Bunun ne demek olduğunu anlamak için de uzun boylu kafa yormaya gerek yoktur. Bahçenizdeki ağaca, saksıdaki çiçeğe baksanız yeter! Çiçek, aynı çiçektir; ağaç, aynı ağaçtır.. Ama, hem hiçbir yaprak birbirine benzemez; hem de her bahar yeniden çiçek ve meyve verdiğinde bir yenilik ve benzersizlik mevcuttur.

Bu kural, insan, hayvan, bitki ve taş-toprak için de aynen geçerlidir.

Kısacası, kudreti ve san’atı sonsuz olan Allah, bir yarattığını bir daha aynen yaratmaz!

Yâni, “Tecellîde, tekrar yoktur!”

Bizim, her gün ve her an hücrelerimiz yenileniyor.

Zâten, başka bir âyet-i kerîme’de: “O, her an yeni bir iş ve oluştadır” buyrulmuyor mu?Kâinâtın ve kâinattaki her bir varlığın “oluş mâcerâsı” olup bitmiş değildir; her an bir oluş söz konusudur.

Gözümüz ve zihnimiz aldanıyor da, biz bu “oluşu”, bu yenilenmeyi ve değişmeyi fark edip göremiyoruz.

Peki, mâdem her şey her an yenilenip gelişiyor, akıl da bir mahlûk, yâni Allah’ın yarattıklarından biri olduğuna göre; akıl, yerinde mi sayıyor?

Aklın, değişken bir cevher olmadığını.. statik bir şey olduğunu kabûl etmek, tek kelimeyle ZAN’dır ve Hazret-i Peygamber’in buyruğuyla sâbittir ki; Zan, görüşlerin en zayıfıdır!

Aynı şekilde, “zaman” denilen mefhumu da “durmadan geçip giden bir şey” diye zannetmiyor muyuz?
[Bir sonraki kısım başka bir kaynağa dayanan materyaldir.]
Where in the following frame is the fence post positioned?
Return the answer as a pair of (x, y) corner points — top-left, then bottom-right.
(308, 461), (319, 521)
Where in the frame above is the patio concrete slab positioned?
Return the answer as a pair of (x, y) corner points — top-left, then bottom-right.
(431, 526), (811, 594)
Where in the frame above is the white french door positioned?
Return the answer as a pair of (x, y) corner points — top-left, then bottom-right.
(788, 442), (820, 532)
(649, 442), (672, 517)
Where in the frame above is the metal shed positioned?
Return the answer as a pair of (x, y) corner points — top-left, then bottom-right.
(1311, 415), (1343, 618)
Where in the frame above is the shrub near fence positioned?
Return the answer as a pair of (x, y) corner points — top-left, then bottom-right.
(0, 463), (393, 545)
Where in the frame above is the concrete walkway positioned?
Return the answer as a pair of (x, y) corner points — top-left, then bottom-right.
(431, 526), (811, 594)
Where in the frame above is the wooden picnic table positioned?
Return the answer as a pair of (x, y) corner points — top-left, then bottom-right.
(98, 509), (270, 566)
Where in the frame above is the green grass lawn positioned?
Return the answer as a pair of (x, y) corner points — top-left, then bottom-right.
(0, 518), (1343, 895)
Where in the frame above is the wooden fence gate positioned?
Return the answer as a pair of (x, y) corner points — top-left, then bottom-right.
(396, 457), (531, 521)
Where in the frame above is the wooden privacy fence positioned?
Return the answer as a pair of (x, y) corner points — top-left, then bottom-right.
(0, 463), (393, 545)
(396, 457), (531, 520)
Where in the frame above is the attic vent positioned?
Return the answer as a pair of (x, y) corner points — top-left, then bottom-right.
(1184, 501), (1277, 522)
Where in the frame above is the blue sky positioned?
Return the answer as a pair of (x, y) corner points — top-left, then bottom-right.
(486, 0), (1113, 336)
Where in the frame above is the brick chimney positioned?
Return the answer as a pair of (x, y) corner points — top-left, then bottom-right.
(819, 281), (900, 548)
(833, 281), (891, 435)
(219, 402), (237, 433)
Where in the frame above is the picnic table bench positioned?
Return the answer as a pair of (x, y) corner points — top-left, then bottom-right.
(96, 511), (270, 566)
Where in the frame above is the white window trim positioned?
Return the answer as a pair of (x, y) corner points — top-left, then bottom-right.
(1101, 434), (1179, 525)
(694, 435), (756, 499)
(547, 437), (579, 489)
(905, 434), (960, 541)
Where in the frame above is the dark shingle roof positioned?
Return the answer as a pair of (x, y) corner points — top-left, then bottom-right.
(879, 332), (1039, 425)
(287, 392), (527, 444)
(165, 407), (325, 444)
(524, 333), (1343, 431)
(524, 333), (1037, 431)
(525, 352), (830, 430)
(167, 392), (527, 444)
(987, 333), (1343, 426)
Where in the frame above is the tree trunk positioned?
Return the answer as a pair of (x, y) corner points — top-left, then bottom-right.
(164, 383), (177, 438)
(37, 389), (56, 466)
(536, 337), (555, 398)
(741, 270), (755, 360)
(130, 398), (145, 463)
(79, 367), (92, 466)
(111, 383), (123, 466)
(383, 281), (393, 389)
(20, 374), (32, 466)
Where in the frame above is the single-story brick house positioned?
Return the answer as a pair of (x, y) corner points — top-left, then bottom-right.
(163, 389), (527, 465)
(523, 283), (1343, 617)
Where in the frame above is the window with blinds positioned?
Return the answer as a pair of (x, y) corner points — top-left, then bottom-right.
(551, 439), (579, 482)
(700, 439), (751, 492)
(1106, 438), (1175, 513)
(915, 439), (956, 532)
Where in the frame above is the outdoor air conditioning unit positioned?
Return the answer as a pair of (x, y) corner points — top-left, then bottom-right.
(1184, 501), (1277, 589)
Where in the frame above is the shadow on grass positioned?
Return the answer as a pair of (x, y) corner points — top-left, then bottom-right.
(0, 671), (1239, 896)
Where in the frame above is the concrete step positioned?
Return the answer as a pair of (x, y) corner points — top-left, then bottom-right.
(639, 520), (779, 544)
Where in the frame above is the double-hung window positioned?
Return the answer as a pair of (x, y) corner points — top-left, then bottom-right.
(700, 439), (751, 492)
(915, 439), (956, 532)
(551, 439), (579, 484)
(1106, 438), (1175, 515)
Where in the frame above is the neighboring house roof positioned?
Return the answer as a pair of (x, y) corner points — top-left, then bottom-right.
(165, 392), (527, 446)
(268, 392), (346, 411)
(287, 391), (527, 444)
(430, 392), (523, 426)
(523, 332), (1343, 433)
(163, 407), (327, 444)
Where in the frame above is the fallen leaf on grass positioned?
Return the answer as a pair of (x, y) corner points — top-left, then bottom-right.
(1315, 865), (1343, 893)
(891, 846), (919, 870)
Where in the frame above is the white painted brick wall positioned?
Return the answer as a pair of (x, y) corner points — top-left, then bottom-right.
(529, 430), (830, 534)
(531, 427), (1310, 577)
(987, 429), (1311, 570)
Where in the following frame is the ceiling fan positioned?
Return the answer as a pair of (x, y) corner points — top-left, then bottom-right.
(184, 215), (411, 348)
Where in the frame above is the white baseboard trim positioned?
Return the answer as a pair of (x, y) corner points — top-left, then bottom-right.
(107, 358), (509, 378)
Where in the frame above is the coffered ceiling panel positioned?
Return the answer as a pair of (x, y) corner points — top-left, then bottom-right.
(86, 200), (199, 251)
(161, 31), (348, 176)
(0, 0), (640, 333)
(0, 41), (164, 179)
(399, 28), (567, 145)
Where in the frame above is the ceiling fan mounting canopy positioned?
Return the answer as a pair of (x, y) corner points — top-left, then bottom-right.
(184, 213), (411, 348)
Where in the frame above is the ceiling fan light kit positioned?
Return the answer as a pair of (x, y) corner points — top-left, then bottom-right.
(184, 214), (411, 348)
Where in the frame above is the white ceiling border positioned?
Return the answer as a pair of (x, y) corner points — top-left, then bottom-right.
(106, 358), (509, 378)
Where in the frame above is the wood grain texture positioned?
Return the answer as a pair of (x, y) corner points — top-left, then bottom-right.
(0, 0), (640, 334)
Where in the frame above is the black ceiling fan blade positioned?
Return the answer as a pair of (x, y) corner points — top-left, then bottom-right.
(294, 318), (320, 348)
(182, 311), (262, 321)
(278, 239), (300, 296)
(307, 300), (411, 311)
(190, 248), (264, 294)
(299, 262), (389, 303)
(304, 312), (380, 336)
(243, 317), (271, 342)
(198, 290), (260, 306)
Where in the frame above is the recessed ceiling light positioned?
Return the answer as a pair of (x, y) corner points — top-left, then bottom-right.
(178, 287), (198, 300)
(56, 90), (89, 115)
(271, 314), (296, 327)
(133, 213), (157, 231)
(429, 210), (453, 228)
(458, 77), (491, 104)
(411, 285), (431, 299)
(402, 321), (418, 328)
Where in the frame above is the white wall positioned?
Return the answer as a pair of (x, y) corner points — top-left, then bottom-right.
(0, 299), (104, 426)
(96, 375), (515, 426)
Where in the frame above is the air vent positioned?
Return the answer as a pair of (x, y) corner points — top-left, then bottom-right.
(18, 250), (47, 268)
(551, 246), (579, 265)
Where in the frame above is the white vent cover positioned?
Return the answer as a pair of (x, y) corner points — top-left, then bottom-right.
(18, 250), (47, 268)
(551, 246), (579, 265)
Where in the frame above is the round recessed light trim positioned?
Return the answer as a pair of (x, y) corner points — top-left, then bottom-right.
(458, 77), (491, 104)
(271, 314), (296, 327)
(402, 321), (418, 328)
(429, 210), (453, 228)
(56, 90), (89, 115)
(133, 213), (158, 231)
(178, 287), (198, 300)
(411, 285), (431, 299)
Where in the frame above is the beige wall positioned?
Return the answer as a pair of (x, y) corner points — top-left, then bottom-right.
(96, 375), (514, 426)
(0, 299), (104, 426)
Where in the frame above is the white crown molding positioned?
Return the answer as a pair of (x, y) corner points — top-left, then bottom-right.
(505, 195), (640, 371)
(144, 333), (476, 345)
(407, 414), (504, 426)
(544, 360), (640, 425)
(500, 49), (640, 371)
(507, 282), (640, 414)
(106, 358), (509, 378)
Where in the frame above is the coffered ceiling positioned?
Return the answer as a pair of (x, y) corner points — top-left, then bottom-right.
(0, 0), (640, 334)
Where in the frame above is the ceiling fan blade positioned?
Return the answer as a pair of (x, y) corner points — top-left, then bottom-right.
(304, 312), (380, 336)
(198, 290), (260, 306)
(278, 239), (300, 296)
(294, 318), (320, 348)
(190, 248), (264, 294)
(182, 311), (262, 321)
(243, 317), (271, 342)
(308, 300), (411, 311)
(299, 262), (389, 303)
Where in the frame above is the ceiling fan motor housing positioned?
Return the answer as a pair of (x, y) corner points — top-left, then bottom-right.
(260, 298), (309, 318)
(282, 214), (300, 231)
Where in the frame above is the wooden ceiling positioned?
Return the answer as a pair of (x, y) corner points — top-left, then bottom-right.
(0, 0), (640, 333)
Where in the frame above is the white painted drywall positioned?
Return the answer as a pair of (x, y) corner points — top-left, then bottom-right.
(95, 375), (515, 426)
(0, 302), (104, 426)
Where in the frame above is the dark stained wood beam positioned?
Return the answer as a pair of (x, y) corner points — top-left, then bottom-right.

Bunu böyle zannetmek, “ben kalıcıyım, zaman geçici” aldanmasını getiriyor ve hayat boyu aldanarak ömür tüketiyoruz.

Haydi, zamânı geçici ve kendimizi bu dünyâya “kazık kakıcı” olarak görmek bu çağın vazgeçilmez cehâletidir diyelim ve esas konumuz olan “akıl”la ilgili açmazımıza dönelim.

Aslında, zaman ve akılla ilgili yanlış algılamalarımız, bizim bütün sıkıntılarımızın başında gelen sebeptir.

Şimdi tekrar dönelim, üzerinde durduğumuz, Âkif’in o meşhur mısra’ına…

Türk Milleti, Mehmed Âkif bu şiiri yazmadan önceki devirlerde, doğru ve isâbetli düşünen; öyle îmân eden bir milletti. Çünkü, yetişme tarzı doğru ve yerli yerinceydi.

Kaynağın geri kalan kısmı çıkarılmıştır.